The New York Times writes:

The point of all these new video-content deals being struck by networks and studios is, of course, to avoid making the mistakes of the music industry, which focused too much on rear-guard actions like lawsuits and not enough on figuring out new ways to give the fans what they wanted.

The music analogy only goes so far, however. The way music is promoted and sold and listened to bears scant resemblance to TV and video products. Ventures like the one announced by Warner and the big networks are not really an alternative way of receiving conventional TV, but rather an alternative to buying or renting DVD’s coupled with an intriguing new market opportunity to reach viewers on their desktop or mobile devices.
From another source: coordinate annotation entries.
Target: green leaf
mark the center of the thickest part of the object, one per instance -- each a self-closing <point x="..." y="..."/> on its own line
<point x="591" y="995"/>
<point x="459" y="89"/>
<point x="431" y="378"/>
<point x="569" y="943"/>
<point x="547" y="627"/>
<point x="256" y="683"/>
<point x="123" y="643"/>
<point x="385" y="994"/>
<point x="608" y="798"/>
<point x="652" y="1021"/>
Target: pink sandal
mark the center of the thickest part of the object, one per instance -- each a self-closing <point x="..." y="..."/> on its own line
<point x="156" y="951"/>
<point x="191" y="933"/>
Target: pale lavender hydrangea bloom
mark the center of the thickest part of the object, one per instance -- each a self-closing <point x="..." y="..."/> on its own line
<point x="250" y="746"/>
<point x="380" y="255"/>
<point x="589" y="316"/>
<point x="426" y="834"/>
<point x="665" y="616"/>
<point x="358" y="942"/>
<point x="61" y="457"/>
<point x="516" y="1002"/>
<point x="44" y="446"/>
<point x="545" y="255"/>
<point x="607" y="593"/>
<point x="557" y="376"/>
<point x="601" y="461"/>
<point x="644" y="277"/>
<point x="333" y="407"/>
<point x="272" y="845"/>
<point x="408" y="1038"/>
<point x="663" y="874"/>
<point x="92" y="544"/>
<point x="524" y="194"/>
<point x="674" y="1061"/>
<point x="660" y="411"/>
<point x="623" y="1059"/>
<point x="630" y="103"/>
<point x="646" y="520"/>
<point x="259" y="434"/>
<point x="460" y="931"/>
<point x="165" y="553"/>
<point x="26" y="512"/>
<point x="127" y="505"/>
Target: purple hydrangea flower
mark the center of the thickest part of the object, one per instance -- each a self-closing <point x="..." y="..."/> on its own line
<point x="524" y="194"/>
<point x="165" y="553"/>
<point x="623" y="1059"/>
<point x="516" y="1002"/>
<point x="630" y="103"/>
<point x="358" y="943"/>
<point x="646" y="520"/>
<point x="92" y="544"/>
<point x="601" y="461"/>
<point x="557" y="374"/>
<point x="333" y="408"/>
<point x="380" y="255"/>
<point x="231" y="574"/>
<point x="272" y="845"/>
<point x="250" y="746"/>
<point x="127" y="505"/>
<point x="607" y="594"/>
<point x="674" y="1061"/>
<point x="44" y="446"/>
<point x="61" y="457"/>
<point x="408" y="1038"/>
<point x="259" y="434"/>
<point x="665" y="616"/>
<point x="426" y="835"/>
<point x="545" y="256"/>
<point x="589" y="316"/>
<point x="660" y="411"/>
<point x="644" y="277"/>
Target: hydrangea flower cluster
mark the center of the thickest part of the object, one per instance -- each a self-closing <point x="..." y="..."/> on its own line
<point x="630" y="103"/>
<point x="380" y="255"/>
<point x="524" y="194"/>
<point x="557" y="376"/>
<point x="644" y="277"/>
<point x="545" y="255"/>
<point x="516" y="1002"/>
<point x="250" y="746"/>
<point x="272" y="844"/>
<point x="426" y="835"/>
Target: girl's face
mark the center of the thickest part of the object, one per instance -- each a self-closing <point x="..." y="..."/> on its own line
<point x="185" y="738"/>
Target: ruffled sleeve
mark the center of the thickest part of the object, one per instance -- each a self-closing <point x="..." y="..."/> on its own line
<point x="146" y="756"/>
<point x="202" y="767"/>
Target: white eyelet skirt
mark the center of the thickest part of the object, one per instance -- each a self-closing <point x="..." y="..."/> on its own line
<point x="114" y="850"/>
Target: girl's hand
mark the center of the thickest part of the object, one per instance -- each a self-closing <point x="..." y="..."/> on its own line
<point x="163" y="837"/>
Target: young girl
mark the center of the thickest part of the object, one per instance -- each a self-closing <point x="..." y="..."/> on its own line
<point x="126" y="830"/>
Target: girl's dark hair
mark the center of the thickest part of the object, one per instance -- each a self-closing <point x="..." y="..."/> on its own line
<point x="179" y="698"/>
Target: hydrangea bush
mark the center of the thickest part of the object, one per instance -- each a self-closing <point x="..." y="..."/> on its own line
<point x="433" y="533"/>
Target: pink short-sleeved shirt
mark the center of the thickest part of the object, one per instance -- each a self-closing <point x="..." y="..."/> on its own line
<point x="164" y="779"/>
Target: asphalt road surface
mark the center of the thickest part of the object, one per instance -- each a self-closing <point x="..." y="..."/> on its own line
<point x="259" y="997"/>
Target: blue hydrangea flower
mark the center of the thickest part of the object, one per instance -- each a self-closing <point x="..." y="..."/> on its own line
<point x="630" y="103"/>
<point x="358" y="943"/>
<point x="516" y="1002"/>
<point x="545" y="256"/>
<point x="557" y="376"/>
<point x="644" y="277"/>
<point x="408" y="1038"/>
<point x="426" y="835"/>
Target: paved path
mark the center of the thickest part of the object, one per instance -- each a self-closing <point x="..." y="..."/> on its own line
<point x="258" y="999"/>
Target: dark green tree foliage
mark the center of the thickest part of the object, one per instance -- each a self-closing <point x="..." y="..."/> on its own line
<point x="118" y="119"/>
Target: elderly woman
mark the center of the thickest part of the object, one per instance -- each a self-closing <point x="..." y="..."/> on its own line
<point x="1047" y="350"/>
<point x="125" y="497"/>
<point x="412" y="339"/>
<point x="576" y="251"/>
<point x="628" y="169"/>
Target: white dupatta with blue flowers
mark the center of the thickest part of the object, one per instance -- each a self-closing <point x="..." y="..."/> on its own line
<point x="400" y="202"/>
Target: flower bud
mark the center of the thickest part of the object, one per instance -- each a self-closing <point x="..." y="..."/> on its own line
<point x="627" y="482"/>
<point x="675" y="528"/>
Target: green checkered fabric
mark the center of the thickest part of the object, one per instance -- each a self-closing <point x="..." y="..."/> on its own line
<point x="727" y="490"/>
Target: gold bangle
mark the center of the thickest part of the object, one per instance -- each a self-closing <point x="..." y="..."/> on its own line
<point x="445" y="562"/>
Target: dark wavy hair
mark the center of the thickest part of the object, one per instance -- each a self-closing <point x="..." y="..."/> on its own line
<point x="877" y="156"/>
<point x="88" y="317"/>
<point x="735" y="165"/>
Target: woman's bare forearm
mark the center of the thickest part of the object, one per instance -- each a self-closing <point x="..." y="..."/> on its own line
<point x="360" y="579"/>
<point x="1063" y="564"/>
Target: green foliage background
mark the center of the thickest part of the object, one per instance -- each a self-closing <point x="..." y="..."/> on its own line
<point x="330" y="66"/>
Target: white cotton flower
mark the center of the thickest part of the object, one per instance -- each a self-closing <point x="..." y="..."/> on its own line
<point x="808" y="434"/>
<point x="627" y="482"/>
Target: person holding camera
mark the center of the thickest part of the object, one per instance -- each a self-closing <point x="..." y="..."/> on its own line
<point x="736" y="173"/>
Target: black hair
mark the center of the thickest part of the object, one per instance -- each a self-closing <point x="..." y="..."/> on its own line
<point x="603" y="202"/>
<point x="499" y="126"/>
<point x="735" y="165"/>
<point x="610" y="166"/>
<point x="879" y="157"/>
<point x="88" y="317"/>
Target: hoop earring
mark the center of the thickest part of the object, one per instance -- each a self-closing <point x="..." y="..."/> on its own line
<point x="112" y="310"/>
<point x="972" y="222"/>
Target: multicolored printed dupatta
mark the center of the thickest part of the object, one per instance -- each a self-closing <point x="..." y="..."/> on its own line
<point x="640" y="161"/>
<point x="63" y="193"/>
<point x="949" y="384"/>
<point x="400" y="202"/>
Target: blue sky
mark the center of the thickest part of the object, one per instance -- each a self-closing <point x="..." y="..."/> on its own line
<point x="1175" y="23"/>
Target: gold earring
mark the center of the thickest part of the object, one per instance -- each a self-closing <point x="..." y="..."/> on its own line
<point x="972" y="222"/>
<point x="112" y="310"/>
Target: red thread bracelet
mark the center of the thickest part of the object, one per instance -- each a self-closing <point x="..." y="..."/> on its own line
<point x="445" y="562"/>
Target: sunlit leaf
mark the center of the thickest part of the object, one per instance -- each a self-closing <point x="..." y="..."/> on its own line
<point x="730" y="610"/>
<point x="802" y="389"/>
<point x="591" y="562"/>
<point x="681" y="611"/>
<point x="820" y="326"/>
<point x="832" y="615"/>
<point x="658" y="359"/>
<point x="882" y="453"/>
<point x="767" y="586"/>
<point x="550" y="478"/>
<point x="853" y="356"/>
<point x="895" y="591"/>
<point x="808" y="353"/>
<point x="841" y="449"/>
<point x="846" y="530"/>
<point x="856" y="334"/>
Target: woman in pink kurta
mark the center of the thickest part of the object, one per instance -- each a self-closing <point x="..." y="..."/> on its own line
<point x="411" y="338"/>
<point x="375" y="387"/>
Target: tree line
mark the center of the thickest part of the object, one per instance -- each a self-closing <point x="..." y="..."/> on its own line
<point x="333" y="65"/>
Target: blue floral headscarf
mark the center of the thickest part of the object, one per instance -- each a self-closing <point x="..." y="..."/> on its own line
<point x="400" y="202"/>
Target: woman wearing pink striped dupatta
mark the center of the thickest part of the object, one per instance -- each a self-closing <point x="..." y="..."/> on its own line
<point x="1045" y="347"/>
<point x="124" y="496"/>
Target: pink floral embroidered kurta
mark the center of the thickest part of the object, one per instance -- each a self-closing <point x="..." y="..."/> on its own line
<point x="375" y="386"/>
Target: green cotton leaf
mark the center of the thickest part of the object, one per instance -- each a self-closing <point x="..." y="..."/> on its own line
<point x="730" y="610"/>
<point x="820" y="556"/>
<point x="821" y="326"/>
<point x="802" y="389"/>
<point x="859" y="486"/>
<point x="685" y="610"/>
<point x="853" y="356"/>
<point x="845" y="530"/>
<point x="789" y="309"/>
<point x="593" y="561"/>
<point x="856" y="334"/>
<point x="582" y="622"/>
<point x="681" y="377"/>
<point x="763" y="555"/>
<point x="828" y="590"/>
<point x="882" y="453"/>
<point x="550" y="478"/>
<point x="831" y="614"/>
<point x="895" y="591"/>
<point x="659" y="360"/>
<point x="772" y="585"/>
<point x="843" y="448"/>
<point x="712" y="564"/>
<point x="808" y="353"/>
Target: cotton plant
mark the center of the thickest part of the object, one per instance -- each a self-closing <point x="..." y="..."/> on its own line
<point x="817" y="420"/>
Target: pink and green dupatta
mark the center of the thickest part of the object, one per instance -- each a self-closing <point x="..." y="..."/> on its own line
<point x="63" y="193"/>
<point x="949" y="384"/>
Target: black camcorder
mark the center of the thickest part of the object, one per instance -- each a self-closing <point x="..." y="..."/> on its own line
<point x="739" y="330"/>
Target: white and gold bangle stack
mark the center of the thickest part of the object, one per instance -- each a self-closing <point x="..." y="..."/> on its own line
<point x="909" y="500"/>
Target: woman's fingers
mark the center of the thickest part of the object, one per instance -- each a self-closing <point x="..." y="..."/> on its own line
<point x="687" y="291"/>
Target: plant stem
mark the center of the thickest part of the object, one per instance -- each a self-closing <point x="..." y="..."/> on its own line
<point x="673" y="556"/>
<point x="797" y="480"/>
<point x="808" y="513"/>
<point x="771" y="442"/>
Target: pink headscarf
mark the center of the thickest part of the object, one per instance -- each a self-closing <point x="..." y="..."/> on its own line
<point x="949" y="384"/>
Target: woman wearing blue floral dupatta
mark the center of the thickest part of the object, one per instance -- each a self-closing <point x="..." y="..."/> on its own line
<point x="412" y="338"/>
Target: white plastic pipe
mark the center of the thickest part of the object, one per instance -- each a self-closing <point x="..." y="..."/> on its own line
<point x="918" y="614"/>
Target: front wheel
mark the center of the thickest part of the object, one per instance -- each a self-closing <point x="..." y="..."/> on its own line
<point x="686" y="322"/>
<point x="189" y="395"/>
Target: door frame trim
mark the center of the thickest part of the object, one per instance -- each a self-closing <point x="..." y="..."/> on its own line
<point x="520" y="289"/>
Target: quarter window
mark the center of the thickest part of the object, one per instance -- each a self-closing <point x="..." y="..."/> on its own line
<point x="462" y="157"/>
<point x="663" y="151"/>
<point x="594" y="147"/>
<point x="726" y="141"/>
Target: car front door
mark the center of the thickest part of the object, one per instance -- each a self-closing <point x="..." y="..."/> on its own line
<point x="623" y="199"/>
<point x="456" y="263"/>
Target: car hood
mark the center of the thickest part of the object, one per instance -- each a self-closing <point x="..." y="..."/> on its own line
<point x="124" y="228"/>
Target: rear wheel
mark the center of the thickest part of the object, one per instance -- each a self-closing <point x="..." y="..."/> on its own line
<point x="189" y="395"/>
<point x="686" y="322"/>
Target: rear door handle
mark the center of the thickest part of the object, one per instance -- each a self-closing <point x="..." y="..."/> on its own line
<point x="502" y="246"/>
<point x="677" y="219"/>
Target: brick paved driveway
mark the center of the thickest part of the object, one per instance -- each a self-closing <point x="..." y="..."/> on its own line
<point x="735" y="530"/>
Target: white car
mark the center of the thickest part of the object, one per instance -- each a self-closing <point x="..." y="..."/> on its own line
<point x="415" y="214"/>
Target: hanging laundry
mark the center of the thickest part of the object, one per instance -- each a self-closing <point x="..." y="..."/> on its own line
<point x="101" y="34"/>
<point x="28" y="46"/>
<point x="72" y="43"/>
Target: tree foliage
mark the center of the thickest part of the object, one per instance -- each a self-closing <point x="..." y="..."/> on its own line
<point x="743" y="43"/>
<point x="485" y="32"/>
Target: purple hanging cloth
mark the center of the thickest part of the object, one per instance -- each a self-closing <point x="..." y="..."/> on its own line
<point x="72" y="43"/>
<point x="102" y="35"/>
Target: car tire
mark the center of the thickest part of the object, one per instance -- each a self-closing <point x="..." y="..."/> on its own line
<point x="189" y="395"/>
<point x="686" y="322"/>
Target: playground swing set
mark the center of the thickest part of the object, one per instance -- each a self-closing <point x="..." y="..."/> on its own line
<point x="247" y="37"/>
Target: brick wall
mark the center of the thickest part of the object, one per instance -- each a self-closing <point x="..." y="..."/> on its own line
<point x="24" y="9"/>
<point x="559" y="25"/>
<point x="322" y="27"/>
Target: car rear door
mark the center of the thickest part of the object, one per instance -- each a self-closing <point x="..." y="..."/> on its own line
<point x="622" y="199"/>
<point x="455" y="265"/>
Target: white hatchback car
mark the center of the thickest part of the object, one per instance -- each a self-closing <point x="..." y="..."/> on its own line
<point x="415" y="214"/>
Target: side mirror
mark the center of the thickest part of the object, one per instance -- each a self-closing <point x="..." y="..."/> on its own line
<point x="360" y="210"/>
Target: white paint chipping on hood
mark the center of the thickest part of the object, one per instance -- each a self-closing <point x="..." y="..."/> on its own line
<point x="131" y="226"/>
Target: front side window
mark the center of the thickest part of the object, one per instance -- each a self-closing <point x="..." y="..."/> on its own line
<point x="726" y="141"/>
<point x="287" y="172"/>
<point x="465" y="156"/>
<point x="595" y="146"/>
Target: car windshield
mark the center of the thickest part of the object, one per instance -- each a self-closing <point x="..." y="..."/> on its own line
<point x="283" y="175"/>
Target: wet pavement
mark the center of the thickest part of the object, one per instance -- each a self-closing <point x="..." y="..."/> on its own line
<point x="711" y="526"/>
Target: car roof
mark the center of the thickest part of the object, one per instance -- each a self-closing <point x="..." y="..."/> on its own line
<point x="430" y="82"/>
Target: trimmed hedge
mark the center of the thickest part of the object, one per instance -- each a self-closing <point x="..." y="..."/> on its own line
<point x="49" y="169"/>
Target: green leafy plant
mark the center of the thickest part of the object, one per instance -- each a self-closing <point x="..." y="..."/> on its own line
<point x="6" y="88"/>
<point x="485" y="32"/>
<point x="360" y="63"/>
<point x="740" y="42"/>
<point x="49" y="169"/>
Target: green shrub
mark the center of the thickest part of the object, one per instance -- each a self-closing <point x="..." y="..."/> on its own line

David G. Sanderson, who heads the media consulting practice at Bain & Company, offers four reasons most people won’t be downloading their favorite shows onto their TV’s any time soon: limitations in broadband infrastructure, the degree of readiness among electronics makers to provide a product with mass appeal, the behavior of consumers and the agenda of the players in the TV ecosystem.

Cringely on Google and Microsoft

Robert Cringely writes:

Where Microsoft’s theory of business is built around the platform and its domination, Google has built a theory of business that is independent of the platform, and therefore their software runs (or can run) on any platform. The issue around “advertising based revenue” isn’t really the key differentiator. What counts is that for Microsoft the platform is the PC while for Google the platform is the Internet and nobody can hope to control the Internet — not Microsoft OR Google.

Maybe Microsoft’s new Internet ad business will turn the tide. Wrong! How many web sites do you visit primarily for the advertising? Not anything from Microsoft to be sure, yet that’s essentially what people do with Google – going TO the ads.

And look at those Google ads. Here’s the most important key to Google’s success: Most Google advertisers don’t advertise ANYWHERE else. Its mainly small and medium sized companies whose advertisements the average person would NEVER have seen before the Internet. Google is making a ton of money from people who never advertised before. Heck, Google is making a ton of money from people who never were even in business before. This is not only a fundamental change in how advertising is done; it is a fundamental change in how BUSINESS is done.

Snap’s New Ad Model

MercuryNews writes about the search engine’s pay-per-action model:

With Snap, advertisers decide how much they are willing to pay if a customer completes a certain action — like buying a product or filling out a form. Advertisers submit their bids and create a keyword campaign.

If a Snap user visits an advertiser’s site and completes the desired action, the advertiser pays Snap. Otherwise, the only cost is a $50 non-refundable sign-up deposit.

“For the advertiser, it’s the ultimate,” said Snap Chief Executive Tom McGovern. “They only pay when they ring the register.”